Ask HN: Inventors on the same level as Nikola Tesla or above him? - 8sigma
I personally feel that Nikola Tesla is a rare breed among inventors and I am inclined to believe there are only few who were on his level or above him in inventiveness.Till now I haven&#x27;t come across anyone who has impressed me like Tesla.
       I would like to ask the knowledgeable folks here at HN as to who are those other unknown inventors who were at the level above or equal to Nikola Tesla.Please share as much information about them.It will be quite helpful to me and lot others on this forum.
  Thanks in advance.
======
petra
There was a Russian inventor, called Genrich Altshuller, Who also worked as a
patent examiner.

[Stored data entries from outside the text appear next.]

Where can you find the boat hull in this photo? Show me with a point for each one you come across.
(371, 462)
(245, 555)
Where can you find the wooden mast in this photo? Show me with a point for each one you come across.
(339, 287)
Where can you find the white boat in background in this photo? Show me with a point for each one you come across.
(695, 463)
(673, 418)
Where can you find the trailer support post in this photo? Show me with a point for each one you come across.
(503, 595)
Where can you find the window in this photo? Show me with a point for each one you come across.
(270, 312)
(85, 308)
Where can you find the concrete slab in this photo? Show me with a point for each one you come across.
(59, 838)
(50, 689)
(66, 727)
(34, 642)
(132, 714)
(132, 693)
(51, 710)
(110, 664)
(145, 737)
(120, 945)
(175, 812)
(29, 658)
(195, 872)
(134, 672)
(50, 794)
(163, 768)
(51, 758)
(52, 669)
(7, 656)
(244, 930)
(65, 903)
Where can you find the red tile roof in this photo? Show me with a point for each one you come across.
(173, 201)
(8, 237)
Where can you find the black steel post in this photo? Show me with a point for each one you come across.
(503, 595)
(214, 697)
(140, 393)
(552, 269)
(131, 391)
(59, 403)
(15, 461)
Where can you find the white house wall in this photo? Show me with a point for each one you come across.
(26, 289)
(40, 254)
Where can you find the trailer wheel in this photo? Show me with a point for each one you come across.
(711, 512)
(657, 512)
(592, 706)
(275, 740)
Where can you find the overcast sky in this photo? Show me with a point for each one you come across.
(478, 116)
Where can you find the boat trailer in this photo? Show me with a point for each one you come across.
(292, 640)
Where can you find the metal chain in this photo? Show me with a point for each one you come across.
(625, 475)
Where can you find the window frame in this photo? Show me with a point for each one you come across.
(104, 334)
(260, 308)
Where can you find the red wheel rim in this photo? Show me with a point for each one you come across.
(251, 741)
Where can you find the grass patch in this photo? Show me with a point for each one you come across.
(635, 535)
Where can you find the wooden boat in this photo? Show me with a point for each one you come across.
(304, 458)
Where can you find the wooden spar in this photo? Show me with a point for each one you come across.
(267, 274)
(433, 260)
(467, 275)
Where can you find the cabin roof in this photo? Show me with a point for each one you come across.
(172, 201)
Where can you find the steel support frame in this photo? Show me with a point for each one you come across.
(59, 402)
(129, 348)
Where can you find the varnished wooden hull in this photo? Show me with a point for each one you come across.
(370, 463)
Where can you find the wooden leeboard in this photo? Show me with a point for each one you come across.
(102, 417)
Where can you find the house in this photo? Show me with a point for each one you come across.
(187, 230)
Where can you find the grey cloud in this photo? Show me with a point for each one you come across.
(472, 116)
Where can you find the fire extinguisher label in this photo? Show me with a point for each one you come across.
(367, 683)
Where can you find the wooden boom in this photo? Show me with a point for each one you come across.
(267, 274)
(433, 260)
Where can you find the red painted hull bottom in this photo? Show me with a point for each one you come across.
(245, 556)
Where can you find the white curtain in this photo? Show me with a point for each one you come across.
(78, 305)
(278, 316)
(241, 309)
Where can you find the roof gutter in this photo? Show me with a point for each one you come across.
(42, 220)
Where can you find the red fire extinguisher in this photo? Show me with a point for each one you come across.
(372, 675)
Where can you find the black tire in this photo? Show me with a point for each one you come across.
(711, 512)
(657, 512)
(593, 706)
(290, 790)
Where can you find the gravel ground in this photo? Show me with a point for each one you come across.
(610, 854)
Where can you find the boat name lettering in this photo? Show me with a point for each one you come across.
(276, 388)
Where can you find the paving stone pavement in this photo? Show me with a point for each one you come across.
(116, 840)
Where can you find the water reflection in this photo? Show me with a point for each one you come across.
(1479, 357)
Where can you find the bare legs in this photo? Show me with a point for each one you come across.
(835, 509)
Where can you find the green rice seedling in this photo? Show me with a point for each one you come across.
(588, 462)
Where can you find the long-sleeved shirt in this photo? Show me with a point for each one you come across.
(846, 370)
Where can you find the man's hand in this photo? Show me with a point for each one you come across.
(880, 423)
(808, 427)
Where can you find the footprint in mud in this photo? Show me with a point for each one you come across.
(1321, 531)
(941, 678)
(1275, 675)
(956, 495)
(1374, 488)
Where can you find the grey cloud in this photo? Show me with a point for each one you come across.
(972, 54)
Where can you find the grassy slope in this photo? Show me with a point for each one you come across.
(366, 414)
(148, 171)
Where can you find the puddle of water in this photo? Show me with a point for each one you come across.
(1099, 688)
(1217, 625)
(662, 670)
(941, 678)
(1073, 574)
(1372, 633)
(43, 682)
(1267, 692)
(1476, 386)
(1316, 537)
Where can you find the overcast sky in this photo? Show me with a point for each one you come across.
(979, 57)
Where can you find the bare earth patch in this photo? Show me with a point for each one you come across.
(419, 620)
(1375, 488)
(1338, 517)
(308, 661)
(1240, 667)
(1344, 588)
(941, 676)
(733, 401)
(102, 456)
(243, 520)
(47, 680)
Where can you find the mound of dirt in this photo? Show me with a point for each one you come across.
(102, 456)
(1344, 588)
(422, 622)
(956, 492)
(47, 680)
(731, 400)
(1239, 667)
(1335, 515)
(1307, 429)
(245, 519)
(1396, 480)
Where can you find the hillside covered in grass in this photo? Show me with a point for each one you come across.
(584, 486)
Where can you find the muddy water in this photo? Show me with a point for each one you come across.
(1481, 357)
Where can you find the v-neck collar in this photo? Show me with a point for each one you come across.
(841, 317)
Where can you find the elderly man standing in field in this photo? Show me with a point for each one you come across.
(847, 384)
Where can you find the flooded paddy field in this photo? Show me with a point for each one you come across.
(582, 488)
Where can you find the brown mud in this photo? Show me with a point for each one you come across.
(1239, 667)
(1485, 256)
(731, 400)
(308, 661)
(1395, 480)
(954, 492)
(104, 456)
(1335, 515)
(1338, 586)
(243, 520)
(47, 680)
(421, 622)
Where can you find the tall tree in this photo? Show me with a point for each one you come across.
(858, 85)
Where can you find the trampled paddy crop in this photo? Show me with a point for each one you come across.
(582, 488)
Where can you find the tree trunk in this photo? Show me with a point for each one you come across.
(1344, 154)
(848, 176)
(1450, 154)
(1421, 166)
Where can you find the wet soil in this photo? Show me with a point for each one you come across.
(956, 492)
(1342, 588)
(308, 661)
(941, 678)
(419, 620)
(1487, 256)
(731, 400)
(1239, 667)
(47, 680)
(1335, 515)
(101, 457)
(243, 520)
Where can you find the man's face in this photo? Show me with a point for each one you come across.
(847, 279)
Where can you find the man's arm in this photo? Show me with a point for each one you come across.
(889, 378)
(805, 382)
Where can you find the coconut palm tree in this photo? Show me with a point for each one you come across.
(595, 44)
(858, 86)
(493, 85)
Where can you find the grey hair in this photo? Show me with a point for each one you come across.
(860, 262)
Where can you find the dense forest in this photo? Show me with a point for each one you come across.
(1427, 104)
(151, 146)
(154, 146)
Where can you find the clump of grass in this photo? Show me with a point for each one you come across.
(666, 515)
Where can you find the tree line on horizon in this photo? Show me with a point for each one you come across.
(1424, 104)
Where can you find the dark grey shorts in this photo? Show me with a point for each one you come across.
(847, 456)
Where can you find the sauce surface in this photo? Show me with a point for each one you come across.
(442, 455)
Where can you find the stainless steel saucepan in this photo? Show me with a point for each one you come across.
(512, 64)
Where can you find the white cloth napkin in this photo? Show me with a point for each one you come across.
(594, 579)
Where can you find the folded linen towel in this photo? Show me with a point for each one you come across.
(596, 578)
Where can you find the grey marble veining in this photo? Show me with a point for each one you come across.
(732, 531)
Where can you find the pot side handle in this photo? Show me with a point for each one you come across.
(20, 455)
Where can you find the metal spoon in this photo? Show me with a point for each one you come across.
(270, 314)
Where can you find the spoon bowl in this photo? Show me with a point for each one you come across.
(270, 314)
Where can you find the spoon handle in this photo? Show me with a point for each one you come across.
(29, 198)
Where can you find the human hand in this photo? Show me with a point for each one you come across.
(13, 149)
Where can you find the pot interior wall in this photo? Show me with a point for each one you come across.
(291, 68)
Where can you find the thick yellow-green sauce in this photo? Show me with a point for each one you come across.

And he invented a method called TRIZ , which is a systematic
method of inventing things, based on highly abstract patterns evident in many
inventions - a way you can teach every decent engineer to become highly
inventive.

It is a highly effective method(mostly for the physical world , less for IT
afaik) , used in many large inventive organizations very successfully and
behind many inventions.

So in my eyes he is one of the most productive inventors in the world.

Also he was sent to the soviet Gulag , a labor camp deep in frozen sybiria ,
but still remained hopeful and in good spirit , and in the Gulag he and others
create a group that taught each other various fields , like architecture,
literature ,science, etc - as a way to keep their humanity and not be broken.